An example DSM corresponding to a project with six activities is shown in Table 3-6. According to the table, completing activity c requires the gathering of information from activities b and f. Furthermore, the table indicates that activities c and f both depend on information from activity b.

As the example illustrates, a key benefit of constructing a DSM is the ability to quickly identify and better understand how information is needed. It can also highlight potential information flow problems even before the project is started. For example, all the X's above the diagonal in Table 3-6 are related to situations where information obtained from a subsequent task might require the rework of an earlier completed task. To illustrate, in the second row we observe that activity b requires information from activity e. Since activity e is completed after activity b, activity b may need to be revisited and reworked depending on what is learned after completing activity e.

The DSM also helps evaluate how well the need to coordinate information flows has been anticipated in the project's planning stage. To make this assessment, a shaded box is added to the DSM around all tasks that are planned to be executed concurrently. For example, the DSM would appear as shown in Table 3-7 if it had been planned that tasks c, d, and e were to be done concurrently. Also notice that in Table 3-7 any remaining entries above the diagonal of the matrix are highlighted as potential rework by replacing each X with an O.

In examining Table 3-7 there are two potential rework situations. Fortunately, there are a couple of actions that can be taken to minimize or even eliminate potential rework situations. One option is to investigate whether the sequence of the project activities can be changed so that the potential rework situations are moved below the diagonal. Another option is to investigate ways to complete additional activities concurrently. This latter option is a bit more complex and may necessitate changing the physical location of where the tasks are completed.

Table 3.6. Example DSM for Project with Six Activities

Table 3.7. Modified DSM to Show Activities to Be Completed Concurrently

The use of a participatory management style has been, and will continue to be, emphasized in this book. In recent years several programs have been developed to institutionalize the participative style. Among these programs are Employee Involvement (EI), Six Sigma (SS), Quality Circles (QC), Total Quality Management (TQM), Self-Directed Work Teams (SDWT) [a.k.a. Self-Directed Teams (SDT) by dropping the word "work," which is what SDTs sometimes do], and Self-Managed Teams (SMT). While these programs differ somewhat in structure and in the degree to which authority is delegated to the team, they are all intended to empower workers to use their knowledge and creativity to improve products, services, and production processes.

There is no doubt that some of these teams meet their goals, and there is also no doubt that many of them do not. Research on the effectiveness of these programs yields mixed results (Bailey, 1998). The research (and our experience supports this) leads to the tentative conclusion that the success or failure of empowerment teams probably has more to do with the way in which the team program is implemented than with the team itself.
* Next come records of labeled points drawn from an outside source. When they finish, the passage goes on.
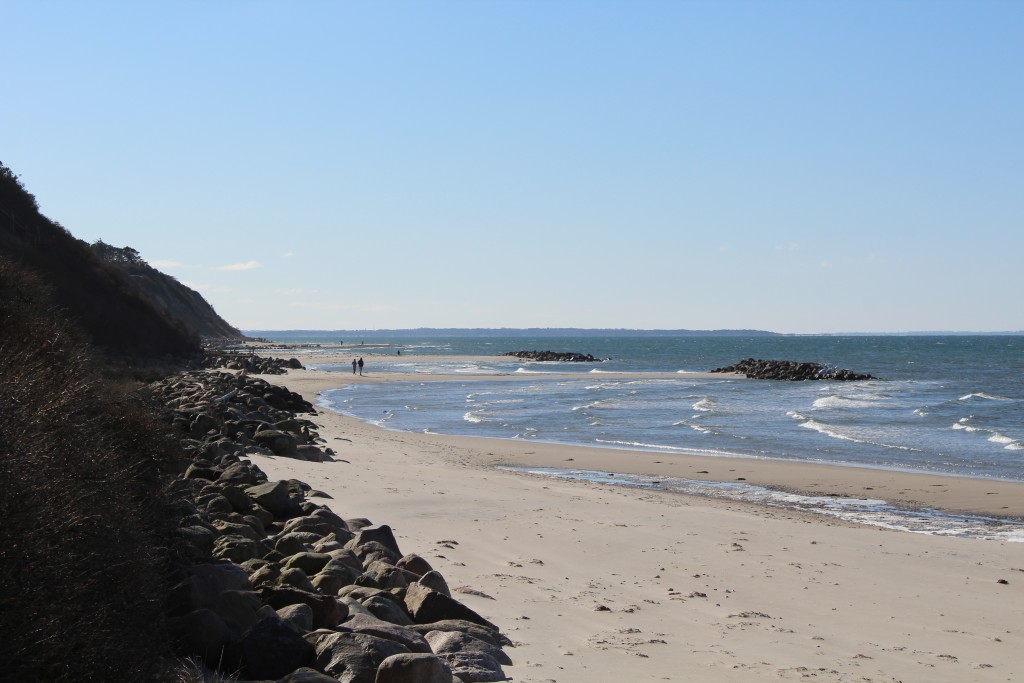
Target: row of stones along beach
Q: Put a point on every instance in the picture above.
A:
(280, 587)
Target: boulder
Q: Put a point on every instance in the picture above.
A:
(427, 605)
(352, 657)
(299, 615)
(271, 648)
(479, 632)
(294, 543)
(274, 497)
(381, 535)
(307, 675)
(414, 668)
(435, 581)
(309, 562)
(240, 607)
(386, 609)
(414, 563)
(328, 612)
(474, 667)
(446, 642)
(359, 623)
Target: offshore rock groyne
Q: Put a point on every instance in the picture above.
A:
(250, 363)
(274, 586)
(791, 370)
(555, 356)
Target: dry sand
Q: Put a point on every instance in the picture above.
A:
(595, 583)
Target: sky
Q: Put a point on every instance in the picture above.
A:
(792, 166)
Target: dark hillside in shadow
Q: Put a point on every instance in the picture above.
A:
(115, 314)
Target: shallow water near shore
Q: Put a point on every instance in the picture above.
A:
(941, 404)
(862, 511)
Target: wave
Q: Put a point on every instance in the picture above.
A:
(639, 444)
(830, 431)
(861, 510)
(705, 406)
(841, 401)
(983, 395)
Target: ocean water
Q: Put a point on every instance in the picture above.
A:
(946, 404)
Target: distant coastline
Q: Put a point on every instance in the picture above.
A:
(334, 335)
(510, 332)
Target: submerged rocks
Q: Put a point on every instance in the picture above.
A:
(276, 587)
(791, 370)
(251, 363)
(555, 356)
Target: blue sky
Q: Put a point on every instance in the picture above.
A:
(793, 166)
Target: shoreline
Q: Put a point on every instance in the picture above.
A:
(599, 584)
(904, 488)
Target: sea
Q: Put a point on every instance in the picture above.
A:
(943, 404)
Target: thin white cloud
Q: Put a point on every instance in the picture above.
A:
(248, 265)
(166, 263)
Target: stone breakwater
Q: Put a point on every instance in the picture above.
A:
(554, 356)
(250, 363)
(275, 587)
(791, 370)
When empowerment team programs are implemented with a well-designed plan for involvement in solving actual problems, and when the teams have full access to all relevant information plus full support from senior management, the results seem to be quite good. When those conditions are not present, the results are mediocre at best.
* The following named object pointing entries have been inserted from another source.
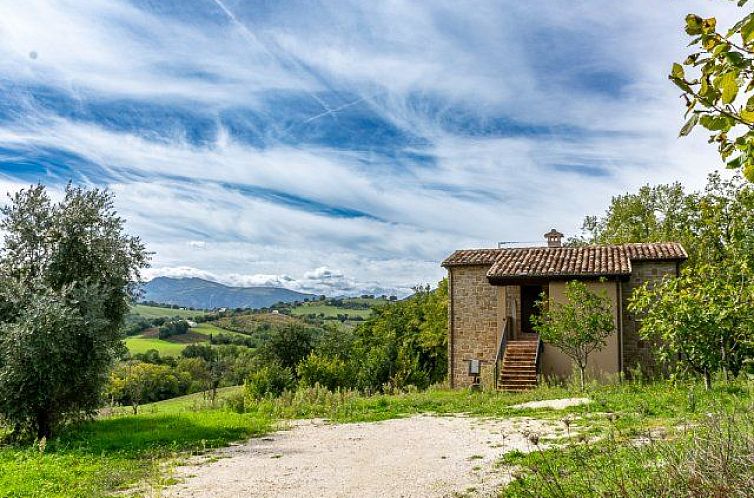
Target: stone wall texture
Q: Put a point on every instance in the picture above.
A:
(638, 353)
(473, 323)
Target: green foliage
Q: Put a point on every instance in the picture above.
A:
(327, 371)
(107, 455)
(703, 318)
(578, 326)
(67, 275)
(289, 344)
(177, 327)
(652, 214)
(713, 458)
(270, 380)
(134, 383)
(404, 343)
(717, 80)
(714, 225)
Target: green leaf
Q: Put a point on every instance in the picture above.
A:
(734, 163)
(749, 172)
(727, 83)
(677, 71)
(693, 121)
(747, 115)
(734, 58)
(747, 30)
(681, 84)
(716, 123)
(693, 24)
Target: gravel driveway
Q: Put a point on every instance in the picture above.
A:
(421, 456)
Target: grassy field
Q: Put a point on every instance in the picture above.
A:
(115, 452)
(173, 347)
(328, 311)
(208, 329)
(318, 307)
(158, 312)
(141, 344)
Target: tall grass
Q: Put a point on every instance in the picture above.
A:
(713, 457)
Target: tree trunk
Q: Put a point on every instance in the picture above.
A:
(44, 425)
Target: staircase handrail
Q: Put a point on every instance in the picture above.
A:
(540, 346)
(501, 348)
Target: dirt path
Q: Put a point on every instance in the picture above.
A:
(421, 456)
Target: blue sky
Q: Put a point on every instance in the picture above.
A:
(344, 146)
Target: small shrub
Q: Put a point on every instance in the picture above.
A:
(269, 381)
(332, 373)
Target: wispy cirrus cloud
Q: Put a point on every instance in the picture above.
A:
(339, 147)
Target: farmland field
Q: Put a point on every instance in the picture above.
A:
(208, 329)
(141, 344)
(158, 312)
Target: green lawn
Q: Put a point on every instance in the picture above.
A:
(157, 312)
(207, 328)
(316, 308)
(113, 453)
(140, 344)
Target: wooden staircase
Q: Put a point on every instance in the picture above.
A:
(519, 366)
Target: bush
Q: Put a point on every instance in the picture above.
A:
(178, 327)
(269, 381)
(329, 372)
(134, 383)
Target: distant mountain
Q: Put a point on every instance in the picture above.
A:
(203, 294)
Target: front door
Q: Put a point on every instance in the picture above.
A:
(530, 294)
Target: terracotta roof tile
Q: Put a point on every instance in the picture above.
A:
(594, 260)
(470, 257)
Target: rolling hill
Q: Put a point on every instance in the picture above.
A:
(204, 294)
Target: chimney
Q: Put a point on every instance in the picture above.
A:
(554, 238)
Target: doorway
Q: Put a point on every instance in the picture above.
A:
(530, 294)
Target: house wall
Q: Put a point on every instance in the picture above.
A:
(475, 307)
(554, 363)
(636, 351)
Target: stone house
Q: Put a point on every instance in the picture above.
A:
(492, 299)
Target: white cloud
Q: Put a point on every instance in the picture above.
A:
(280, 212)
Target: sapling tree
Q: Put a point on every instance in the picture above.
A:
(578, 326)
(67, 274)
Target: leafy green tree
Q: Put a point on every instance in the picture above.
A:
(714, 225)
(717, 80)
(289, 344)
(134, 383)
(579, 326)
(330, 372)
(67, 275)
(404, 343)
(653, 214)
(270, 380)
(703, 318)
(176, 327)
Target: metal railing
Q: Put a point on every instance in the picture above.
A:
(537, 356)
(501, 347)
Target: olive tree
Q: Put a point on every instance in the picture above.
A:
(67, 274)
(578, 326)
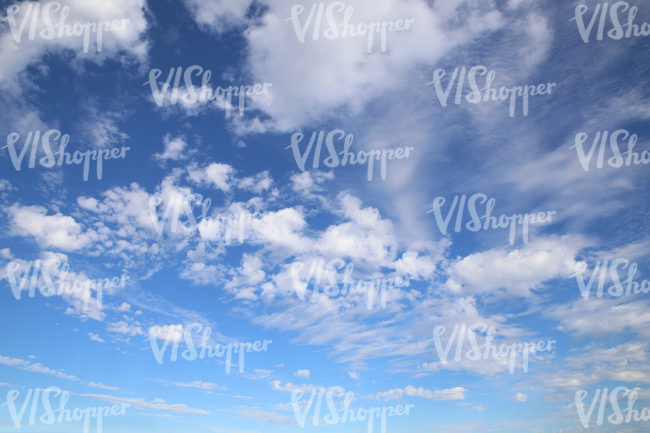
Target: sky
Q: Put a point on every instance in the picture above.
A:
(269, 171)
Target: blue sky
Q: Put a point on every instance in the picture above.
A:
(384, 228)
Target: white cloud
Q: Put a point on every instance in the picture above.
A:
(124, 307)
(140, 403)
(172, 332)
(102, 386)
(174, 149)
(289, 387)
(18, 55)
(518, 271)
(214, 175)
(272, 418)
(122, 327)
(457, 393)
(95, 337)
(38, 368)
(201, 385)
(304, 374)
(50, 231)
(308, 181)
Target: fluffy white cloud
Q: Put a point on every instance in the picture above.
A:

Some of the more important advantages of empowerment are:

All of these advantages are strong motivators for team members. If the team is self-directed, however, an additional element must be present for the team to have a reasonable chance at success. Senior management needs to spell out the project's goals and to be quite clear about the range of authority and responsibility of the team. "Self-directed" does not mean "without direction"—nor does it apply to the team's mission. Furthermore, taking an active role in the team's work is not "voluntary" for team members. There must be a well-publicized way of "deselecting" team members who do not actively participate and do not carry a fair share of the team's workload.
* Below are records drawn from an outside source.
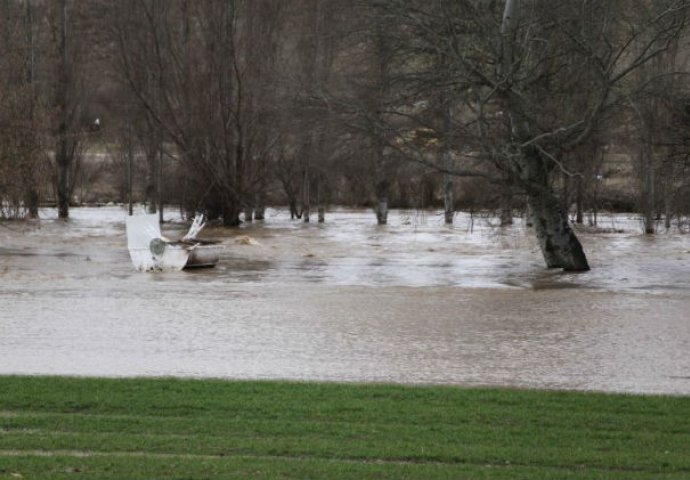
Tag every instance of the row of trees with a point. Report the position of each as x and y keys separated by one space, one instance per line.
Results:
x=229 y=101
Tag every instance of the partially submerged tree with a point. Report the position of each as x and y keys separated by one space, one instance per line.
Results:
x=523 y=66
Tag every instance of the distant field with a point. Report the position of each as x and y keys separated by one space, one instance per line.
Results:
x=55 y=427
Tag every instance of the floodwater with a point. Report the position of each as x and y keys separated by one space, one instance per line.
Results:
x=412 y=302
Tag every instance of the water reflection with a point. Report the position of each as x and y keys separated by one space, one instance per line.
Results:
x=415 y=301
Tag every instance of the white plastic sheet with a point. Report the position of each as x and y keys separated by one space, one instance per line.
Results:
x=149 y=250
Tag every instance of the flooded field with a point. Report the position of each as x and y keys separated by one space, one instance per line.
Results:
x=412 y=302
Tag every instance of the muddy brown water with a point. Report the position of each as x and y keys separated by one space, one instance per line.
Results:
x=413 y=302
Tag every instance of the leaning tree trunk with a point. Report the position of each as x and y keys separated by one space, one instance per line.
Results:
x=558 y=243
x=382 y=202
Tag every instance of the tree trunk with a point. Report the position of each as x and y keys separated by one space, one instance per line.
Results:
x=506 y=208
x=382 y=202
x=558 y=243
x=306 y=199
x=62 y=158
x=448 y=200
x=260 y=210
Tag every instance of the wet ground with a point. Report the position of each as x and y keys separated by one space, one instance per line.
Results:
x=412 y=302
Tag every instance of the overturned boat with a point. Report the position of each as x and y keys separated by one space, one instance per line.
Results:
x=150 y=250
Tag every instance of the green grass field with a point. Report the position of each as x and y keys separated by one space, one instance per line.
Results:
x=56 y=427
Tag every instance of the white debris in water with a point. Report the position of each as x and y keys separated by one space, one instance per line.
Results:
x=149 y=250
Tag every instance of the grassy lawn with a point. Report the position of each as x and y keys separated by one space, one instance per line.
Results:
x=55 y=427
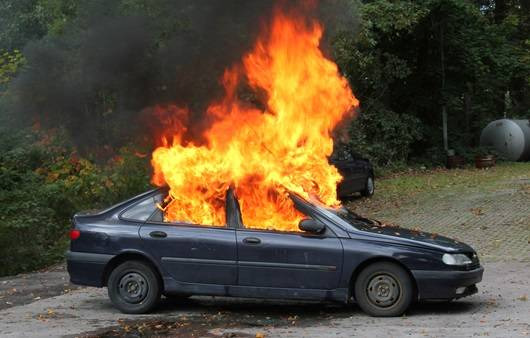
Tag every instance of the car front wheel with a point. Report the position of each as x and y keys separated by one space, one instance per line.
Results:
x=384 y=290
x=133 y=287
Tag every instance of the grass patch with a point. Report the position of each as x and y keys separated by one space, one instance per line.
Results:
x=398 y=188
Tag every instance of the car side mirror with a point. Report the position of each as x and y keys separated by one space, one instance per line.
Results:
x=312 y=225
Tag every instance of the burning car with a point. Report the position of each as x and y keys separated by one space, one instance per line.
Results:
x=336 y=255
x=249 y=208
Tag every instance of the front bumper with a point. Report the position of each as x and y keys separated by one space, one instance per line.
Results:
x=445 y=284
x=87 y=268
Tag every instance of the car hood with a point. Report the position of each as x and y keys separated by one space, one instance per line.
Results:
x=415 y=237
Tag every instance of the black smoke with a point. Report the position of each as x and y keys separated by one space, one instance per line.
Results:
x=99 y=78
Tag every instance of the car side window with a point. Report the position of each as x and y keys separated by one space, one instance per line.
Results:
x=140 y=211
x=157 y=216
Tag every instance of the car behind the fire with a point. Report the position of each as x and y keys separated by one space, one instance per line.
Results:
x=337 y=256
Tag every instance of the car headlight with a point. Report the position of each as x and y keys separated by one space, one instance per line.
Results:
x=456 y=259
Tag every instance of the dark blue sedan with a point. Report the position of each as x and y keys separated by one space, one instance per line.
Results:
x=337 y=256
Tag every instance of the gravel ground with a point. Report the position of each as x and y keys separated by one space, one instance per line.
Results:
x=494 y=219
x=500 y=309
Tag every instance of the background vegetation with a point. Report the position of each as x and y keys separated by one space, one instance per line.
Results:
x=76 y=79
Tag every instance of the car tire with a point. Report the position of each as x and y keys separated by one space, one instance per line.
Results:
x=369 y=187
x=384 y=290
x=134 y=287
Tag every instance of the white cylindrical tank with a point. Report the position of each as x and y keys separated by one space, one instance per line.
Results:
x=510 y=138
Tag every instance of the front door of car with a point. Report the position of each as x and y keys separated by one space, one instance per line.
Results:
x=192 y=253
x=288 y=259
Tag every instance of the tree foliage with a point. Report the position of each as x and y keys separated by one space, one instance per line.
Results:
x=86 y=71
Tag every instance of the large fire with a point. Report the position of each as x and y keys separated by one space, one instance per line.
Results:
x=261 y=152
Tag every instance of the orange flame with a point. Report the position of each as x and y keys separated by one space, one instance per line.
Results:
x=263 y=153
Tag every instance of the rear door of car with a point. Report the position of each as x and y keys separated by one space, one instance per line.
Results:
x=192 y=253
x=288 y=259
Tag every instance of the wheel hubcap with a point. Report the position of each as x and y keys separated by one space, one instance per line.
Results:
x=383 y=290
x=133 y=287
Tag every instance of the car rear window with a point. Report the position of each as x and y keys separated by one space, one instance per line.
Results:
x=140 y=211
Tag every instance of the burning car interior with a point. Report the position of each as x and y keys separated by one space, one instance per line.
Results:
x=254 y=201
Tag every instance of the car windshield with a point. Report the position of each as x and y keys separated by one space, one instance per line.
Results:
x=349 y=220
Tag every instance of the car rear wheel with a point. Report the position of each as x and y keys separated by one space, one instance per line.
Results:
x=384 y=290
x=369 y=187
x=133 y=287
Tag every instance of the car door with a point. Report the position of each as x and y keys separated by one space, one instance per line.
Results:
x=192 y=253
x=288 y=259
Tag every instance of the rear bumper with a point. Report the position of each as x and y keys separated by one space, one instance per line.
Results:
x=445 y=284
x=86 y=268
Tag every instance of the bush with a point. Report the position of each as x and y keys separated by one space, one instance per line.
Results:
x=43 y=183
x=384 y=136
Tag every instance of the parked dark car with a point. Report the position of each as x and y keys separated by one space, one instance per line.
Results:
x=357 y=174
x=337 y=256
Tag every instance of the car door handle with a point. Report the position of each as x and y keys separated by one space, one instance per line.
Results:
x=252 y=240
x=158 y=234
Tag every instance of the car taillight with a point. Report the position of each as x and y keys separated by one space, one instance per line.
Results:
x=74 y=234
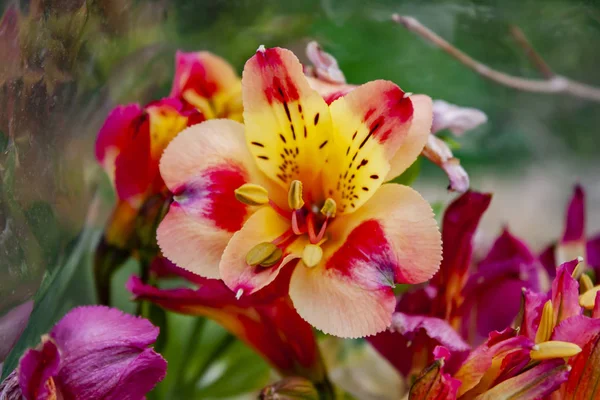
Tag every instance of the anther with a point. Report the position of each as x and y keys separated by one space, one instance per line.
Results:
x=252 y=195
x=585 y=283
x=264 y=254
x=554 y=349
x=587 y=299
x=329 y=208
x=312 y=255
x=295 y=195
x=546 y=323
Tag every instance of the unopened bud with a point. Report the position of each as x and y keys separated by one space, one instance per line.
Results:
x=295 y=200
x=554 y=349
x=587 y=299
x=312 y=255
x=329 y=208
x=546 y=323
x=252 y=195
x=264 y=254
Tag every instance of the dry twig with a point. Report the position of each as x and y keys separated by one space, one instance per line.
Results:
x=552 y=83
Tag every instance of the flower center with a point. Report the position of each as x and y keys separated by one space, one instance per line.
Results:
x=306 y=218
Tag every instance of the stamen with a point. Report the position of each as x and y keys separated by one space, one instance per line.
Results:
x=554 y=349
x=329 y=208
x=295 y=195
x=252 y=195
x=312 y=255
x=588 y=299
x=264 y=254
x=546 y=323
x=585 y=283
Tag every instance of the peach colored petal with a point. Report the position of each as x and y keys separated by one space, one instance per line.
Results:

The rapid growth of virtual projects employing team members from different countries, industries, and cultures raises additional problems for empowering work teams. Customary worker/boss relationships and interactions vary widely across industrial and cultural boundaries. In such cases, the potential PM needs some training plus experience with the different cultures before taking full responsibility for empowering and leading globalized multidisciplinary teams.

For MTs and parallel tasking to be successful, whether or not the teams are self-directed, the proper infrastructure must be in place, proper guidance must be given to the teams, and a reward structure that recognizes high-quality performance should be in place.

All of the potential problems that MT and parallel tasking can suffer notwithstanding, teams are extraordinarily valuable during the process of planning a project. They are certainly worth the effort of managing and coordinating.

In the next chapter, we use the project plan to develop a project budget. We discuss conflict surrounding the budgetary process. Then we deal with uncertainty, the project's (and PM's) constant companion.

The Chief Operating Officer of the Plymouth Zoo Avery Mitchell was put in charge after the CEO unexpectedly died. Avery was named acting CEO and told by the zoo's Board of Directors that he would be considered for the position permanently if the next few months went smoothly. Avery was very nervous because he knew that the zoo was on the verge of financial troubles. He was not expecting to make the profits that had been projected for the next few months. He knew that admissions were down as a result of recent unrest in the city and nationally.

The deceased CEO had hired a consulting group to help identify cost savings for the zoo. The firm hired was unfamiliar to Avery, and there were rumors around the zoo that the lead consultant was a friend of the now deceased CEO.

The consulting group had been interviewing staff at the zoo for the last two weeks in order to prepare a proposal for work re-design to cut costs. Avery met with the consultants, and they presented him with their proposal. The proposal outlined the cost of the consultants and the projected savings the zoo could expect after the consultants' work was finished. Avery was unclear about precisely how the savings were determined and what would be the redesign project's specific deliverables.

A large privately owned retail discount store was having problems with their time clocks. There were six freestanding time clocks in the store for staff use. They were located conveniently at points where staff entered and exited the store. The staff could also clock in and out on the computer terminals that controlled the cash registers.

The time clocks were old and often in need of repair. The Information Technology (IT) department was responsible for the maintenance of the machines. The IT department could make minor repairs but had to call the clock vendor for the not infrequent major repairs.

The head of Human Resources (HR) wanted to launch a project to purchase and install new time clocks. He felt that because the current time clocks could not be counted on to work, the accuracy of the staff's working hours and the store's payroll was in question. This bothered him, and he felt the problem was getting worse as the clocks aged.

The head of the IT department wanted to launch a project to get rid of all the time clocks and have everyone clock in and out using the current computer terminals located at each register. This would greatly decrease the costs the department was incurring to maintain the current time clocks. The head of IT knew that the computer terminals were not conveniently located for anyone except the sales clerks, but he thought that he could add some terminals in other locations for less money than maintaining the current clocks. He also felt very confident in his staff's ability to maintain the computer terminals themselves, so the expense of calling in a vendor would disappear completely.

The head of HR did not like IT's idea at all. He had problems already with people clocking in for other staff and knew this would only get worse if every staff had to go to a designated computer terminal to clock in and out. The head of HR also knew he had several staff members who were not computer literate and would have trouble clocking in and out.

The two department heads went to the President, and each asked to set up and supervise a project to take care of the time clock problem.